Cohort characteristics (covariates)
Cohort members were described in terms of age, sex, TB incidence rate per 100,000 population in country of origin (< 100, 100 to < 200, 200 to < 300, ≥ 300), neighbourhood income quintile, immigration class (economic, family, refugee, other), educational qualification (none/unknown, secondary or less, trade/diploma, or university degree), number of comorbidities in year prior to TB diagnosis or reference date (weighted Charlson Comorbidity Index: 17 conditions weighted from 1 to 6; continuous measure) (Charlson et al. 1987; Manitoba Centre for Health Policy 2019; Quan et al. 2005), and year of index (0: 1985 to 30: 2015; continuous measure), which is the year BC residency began.
Statistical analysis
We compared cohort characteristics between TB and non-TB groups by the use of standardized mean difference (SMD) (Zanuto 2006). We compared categorical cohort characteristics between people experiencing the event (non-TB mortality) and those censored using univariable Cox regressions of time-to-non-TB mortality.

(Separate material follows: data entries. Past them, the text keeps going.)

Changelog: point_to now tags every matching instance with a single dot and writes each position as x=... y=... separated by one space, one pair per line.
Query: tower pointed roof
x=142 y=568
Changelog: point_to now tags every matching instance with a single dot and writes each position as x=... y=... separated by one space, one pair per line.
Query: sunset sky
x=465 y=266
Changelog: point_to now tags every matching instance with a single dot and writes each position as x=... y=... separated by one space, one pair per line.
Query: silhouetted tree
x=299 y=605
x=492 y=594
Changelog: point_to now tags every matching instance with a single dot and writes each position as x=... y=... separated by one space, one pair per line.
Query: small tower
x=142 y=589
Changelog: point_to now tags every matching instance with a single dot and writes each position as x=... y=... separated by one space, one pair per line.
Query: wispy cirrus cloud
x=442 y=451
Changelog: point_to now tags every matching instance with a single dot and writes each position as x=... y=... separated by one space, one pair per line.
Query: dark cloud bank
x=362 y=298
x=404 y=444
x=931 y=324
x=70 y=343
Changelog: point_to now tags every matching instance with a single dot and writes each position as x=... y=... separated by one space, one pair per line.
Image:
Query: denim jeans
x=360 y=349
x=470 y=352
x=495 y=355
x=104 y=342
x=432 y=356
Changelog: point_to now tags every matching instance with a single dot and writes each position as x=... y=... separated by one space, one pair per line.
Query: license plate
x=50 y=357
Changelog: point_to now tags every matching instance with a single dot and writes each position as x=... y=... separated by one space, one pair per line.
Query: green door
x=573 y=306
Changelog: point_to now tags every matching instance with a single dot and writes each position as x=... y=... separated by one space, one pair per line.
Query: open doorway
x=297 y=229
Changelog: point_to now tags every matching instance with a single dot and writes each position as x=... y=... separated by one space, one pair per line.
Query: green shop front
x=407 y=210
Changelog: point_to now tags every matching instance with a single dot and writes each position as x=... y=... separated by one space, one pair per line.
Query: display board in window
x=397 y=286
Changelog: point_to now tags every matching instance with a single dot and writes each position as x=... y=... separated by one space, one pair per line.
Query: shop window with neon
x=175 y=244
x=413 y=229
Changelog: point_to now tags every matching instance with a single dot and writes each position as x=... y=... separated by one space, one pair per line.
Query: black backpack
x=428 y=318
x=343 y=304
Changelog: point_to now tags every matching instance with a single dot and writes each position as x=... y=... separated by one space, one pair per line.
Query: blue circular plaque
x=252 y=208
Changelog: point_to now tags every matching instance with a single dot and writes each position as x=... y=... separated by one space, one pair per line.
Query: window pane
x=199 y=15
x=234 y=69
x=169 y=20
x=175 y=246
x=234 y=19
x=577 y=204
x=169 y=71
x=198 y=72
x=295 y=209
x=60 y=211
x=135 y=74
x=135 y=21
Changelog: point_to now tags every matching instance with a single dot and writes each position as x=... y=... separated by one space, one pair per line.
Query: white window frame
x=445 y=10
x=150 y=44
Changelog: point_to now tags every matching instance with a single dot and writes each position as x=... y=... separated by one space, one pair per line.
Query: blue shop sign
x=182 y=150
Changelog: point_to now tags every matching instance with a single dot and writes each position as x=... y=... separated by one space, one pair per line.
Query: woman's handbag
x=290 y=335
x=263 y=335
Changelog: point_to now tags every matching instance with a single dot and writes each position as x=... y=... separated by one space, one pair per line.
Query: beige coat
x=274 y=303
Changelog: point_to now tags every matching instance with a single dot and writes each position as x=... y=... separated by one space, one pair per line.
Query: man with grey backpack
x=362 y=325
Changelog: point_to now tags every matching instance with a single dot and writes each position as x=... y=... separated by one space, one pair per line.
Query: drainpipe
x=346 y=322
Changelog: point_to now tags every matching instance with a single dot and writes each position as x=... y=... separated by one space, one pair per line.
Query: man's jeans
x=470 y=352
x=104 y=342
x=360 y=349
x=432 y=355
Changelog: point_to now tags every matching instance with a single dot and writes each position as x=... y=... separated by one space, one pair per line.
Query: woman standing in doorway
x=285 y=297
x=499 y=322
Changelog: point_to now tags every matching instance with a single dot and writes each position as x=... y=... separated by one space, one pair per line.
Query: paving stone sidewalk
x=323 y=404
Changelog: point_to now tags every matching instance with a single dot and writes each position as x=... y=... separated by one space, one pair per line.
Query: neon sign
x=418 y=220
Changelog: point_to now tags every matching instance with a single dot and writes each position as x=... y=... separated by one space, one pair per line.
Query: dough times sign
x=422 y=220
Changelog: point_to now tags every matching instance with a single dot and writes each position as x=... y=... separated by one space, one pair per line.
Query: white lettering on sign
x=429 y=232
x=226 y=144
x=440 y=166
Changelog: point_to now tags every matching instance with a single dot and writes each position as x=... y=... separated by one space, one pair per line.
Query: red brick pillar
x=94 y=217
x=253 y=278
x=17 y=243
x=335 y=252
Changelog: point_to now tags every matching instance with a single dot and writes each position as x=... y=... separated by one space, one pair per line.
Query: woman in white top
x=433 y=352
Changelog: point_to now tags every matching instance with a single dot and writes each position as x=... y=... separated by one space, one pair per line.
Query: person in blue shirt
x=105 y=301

We plotted an extended Kaplan-Meier (KM) curve for non-TB mortality stratified by a time-varying indicator of TB diagnosis, using the date of residency as index date, and date of diagnosis as beginning of TB exposed time, to visually display the time-varying effect of TB diagnosis on non-TB mortality risk over the study period (Snapinn et al. 2005). We used time-dependent Cox regressions to compare time-to-death from date of residency between TB-exposed time (time from diagnosis with TB in BC until event or censoring date) and TB unexposed time (time from residency in BC up to TB diagnosis date for those who developed TB, plus time from residency in BC to event or censoring date for those not diagnosed with TB) through hazard ratios (HRs) for risk of non-TB mortality (Therneau and Grambsch 2000).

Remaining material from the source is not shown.